Un avantage international : les Pays-Bas comme pionniers de l’IA militaire
Alors que l’Union européenne se concentre sur la création d’un bureau central d’IA pour les applications civiles, les Pays-Bas adoptent une position active dans la régulation internationale de l’IA militaire. Le pays est l’initiateur du sommet REAIM (Responsible Military AI), une initiative transnationale et multi-acteurs organisée en 2023 à La Haye et en 2024 à Séoul [4]. REAIM a publié un « Appel à l’action » ainsi qu’un « Blueprint pour l’action », plaidant pour des « garde-fous » et un contrôle humain sur les décisions de vie ou de mort [4]. Le ministère néerlandais finance un secrétariat REAIM au sein d’un institut de recherche néerlandais (HCSS), ce qui souligne le rôle du pays en tant que pionnier normatif [4]. Les Pays-Bas se voient comme un « pionnier pragmatique » : ils ne cherchent pas à imposer des accords contraignants, mais favorisent un dialogue inclusif avec les acteurs académiques, civils et industriels afin de développer des normes responsables [4]. Bien que les pays de l’UE, y compris les Pays-Bas, soutiennent les initiatives américaines telles que la Déclaration politique sur l’utilisation responsable de l’IA en matière militaire, l’UE reste marginalisée dans la gouvernance de l’IA militaire en raison de limitations juridiques et de divisions internes [4].

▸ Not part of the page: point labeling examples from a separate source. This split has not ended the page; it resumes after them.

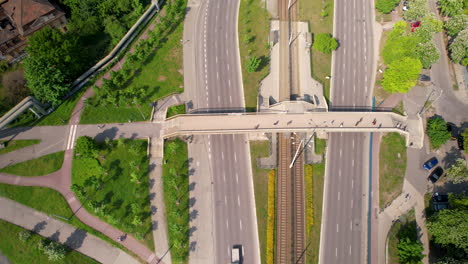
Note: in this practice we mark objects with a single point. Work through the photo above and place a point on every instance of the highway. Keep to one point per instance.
(217, 87)
(344, 232)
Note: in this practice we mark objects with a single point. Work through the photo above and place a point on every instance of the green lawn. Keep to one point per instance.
(51, 203)
(160, 75)
(17, 144)
(311, 11)
(392, 167)
(313, 237)
(260, 179)
(37, 167)
(320, 145)
(254, 23)
(113, 196)
(176, 198)
(405, 227)
(26, 252)
(175, 110)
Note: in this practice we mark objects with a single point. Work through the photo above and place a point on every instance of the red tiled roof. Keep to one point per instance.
(25, 11)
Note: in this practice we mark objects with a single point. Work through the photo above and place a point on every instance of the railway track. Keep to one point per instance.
(283, 201)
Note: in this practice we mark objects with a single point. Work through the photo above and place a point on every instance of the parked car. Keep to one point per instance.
(428, 165)
(452, 128)
(440, 201)
(460, 141)
(436, 174)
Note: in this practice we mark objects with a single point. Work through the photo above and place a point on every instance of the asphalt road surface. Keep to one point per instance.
(218, 89)
(345, 220)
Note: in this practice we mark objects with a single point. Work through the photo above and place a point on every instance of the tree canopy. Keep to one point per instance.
(325, 43)
(450, 226)
(401, 75)
(437, 131)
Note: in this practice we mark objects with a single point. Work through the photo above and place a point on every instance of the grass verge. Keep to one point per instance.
(392, 165)
(314, 199)
(160, 75)
(314, 12)
(37, 167)
(254, 28)
(17, 144)
(175, 110)
(320, 145)
(261, 179)
(114, 186)
(405, 227)
(18, 251)
(176, 198)
(51, 203)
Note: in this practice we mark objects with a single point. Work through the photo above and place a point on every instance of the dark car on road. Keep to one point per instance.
(436, 174)
(428, 165)
(452, 128)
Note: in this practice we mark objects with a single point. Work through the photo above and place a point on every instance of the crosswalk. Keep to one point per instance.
(71, 137)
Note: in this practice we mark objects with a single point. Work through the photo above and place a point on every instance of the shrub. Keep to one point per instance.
(386, 6)
(437, 131)
(253, 64)
(325, 43)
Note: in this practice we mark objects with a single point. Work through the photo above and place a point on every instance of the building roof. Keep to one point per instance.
(23, 12)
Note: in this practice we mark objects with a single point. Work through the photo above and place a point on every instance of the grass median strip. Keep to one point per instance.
(37, 167)
(25, 249)
(254, 28)
(17, 144)
(176, 198)
(392, 167)
(111, 181)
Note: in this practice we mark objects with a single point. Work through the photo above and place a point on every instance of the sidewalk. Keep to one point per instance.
(74, 238)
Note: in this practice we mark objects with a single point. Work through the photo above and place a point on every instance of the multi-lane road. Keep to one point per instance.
(344, 233)
(216, 86)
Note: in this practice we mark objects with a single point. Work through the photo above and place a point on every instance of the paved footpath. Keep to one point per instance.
(74, 238)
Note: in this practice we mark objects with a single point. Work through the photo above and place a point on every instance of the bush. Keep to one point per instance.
(437, 131)
(253, 64)
(325, 43)
(401, 75)
(386, 6)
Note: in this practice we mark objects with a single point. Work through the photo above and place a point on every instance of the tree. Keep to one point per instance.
(456, 24)
(459, 47)
(401, 75)
(253, 64)
(437, 131)
(386, 6)
(86, 147)
(451, 7)
(450, 226)
(458, 172)
(325, 43)
(427, 53)
(417, 9)
(410, 251)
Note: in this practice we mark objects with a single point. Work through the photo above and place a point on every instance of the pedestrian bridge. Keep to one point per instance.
(239, 123)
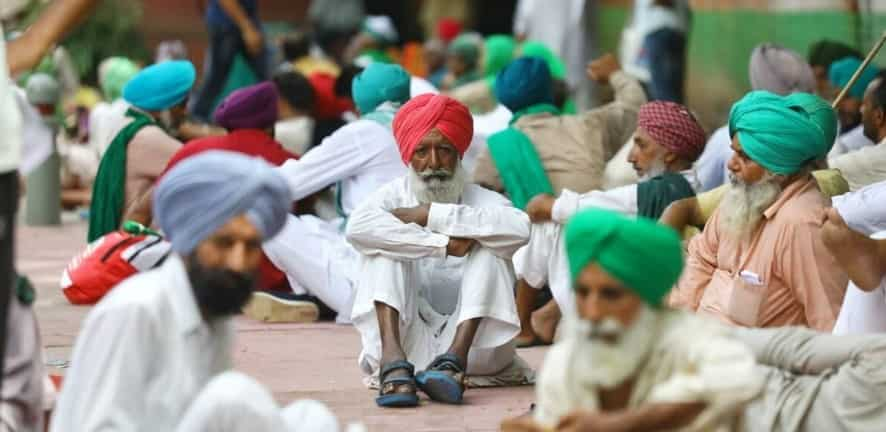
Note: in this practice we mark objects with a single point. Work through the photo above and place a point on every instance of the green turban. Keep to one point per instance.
(540, 50)
(773, 132)
(498, 51)
(645, 256)
(114, 73)
(841, 71)
(465, 46)
(820, 112)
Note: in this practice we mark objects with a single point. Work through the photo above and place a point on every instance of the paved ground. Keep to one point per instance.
(317, 361)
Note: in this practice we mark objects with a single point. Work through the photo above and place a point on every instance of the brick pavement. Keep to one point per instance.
(317, 361)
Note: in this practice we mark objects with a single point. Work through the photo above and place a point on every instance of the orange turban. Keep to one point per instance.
(432, 111)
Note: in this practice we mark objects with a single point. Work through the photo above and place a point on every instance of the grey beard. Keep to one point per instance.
(743, 205)
(438, 186)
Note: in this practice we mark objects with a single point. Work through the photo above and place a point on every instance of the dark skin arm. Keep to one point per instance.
(57, 19)
(418, 215)
(658, 416)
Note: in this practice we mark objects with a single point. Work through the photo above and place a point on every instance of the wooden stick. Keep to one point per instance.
(864, 64)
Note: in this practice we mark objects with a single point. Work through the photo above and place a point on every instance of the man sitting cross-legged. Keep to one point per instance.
(433, 246)
(625, 362)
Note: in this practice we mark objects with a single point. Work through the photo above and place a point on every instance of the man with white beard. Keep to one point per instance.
(760, 261)
(434, 289)
(667, 141)
(626, 362)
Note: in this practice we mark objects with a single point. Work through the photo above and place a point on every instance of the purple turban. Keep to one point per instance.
(253, 107)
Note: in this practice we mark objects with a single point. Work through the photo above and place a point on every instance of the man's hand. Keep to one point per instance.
(459, 247)
(253, 40)
(602, 68)
(521, 424)
(539, 208)
(581, 421)
(417, 215)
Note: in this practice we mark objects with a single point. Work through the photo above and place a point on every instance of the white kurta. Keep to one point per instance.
(544, 260)
(405, 266)
(692, 360)
(864, 211)
(362, 156)
(142, 356)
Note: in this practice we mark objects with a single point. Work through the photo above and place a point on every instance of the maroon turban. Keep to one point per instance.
(253, 107)
(432, 111)
(673, 127)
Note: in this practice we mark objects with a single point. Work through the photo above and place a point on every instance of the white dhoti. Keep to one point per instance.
(484, 290)
(234, 402)
(316, 259)
(543, 260)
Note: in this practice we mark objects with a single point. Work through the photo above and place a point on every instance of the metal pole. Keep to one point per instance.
(864, 64)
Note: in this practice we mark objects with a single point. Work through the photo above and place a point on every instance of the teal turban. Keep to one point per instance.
(841, 70)
(498, 51)
(204, 192)
(114, 73)
(523, 83)
(380, 83)
(465, 47)
(646, 257)
(160, 86)
(820, 112)
(773, 132)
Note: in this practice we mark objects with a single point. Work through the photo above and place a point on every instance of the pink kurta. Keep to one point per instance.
(783, 275)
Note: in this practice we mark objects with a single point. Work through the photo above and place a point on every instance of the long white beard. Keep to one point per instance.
(743, 205)
(656, 169)
(429, 188)
(598, 363)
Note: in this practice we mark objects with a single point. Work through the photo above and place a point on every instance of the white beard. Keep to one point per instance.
(743, 205)
(657, 168)
(429, 189)
(596, 363)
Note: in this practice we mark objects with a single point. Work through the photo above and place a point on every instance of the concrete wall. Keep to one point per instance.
(725, 31)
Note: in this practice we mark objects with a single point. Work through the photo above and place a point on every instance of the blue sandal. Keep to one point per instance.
(388, 397)
(439, 385)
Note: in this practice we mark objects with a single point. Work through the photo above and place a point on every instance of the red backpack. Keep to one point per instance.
(109, 260)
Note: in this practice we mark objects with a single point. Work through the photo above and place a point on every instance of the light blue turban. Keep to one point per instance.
(204, 192)
(380, 83)
(841, 70)
(777, 133)
(160, 86)
(523, 83)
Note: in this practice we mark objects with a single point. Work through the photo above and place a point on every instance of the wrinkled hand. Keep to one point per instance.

Le rôle de l’UE : du bureau central à partenaire facilitateur
L’Union européenne a créé, le 1er mars 2024, un Bureau européen de l’IA au sein de la Commission européenne, qui sert de centre d’expertise en matière d’IA pour la mise en œuvre de la Loi sur l’IA [5]. Ce bureau a pour mission de coordonner l’application de la loi, d’évaluer des modèles, de demander des informations aux fournisseurs et d’imposer des sanctions [5]. Il est divisé en six unités, notamment l’IA pour le bien commun, l’IA en santé et l’innovation en IA et coordination des politiques [5]. Bien que la Loi sur l’IA 2024 soit une réglementation unique au monde pour les applications civiles, l’IA militaire a été exclue en raison des compétences limitées de l’UE en matière de défense [5]. L’UE reste donc un partenaire facilitateur, jouant un rôle dans la liaison des initiatives nationales, la définition commune de termes et l’alignement du financement sur des critères de gouvernance [4]. Un exemple est la stratégie Apply AI, lancée en octobre 2025, visant à accélérer l’adoption de l’IA par les petites et moyennes entreprises (PME) et à renforcer la souveraineté technologique [5].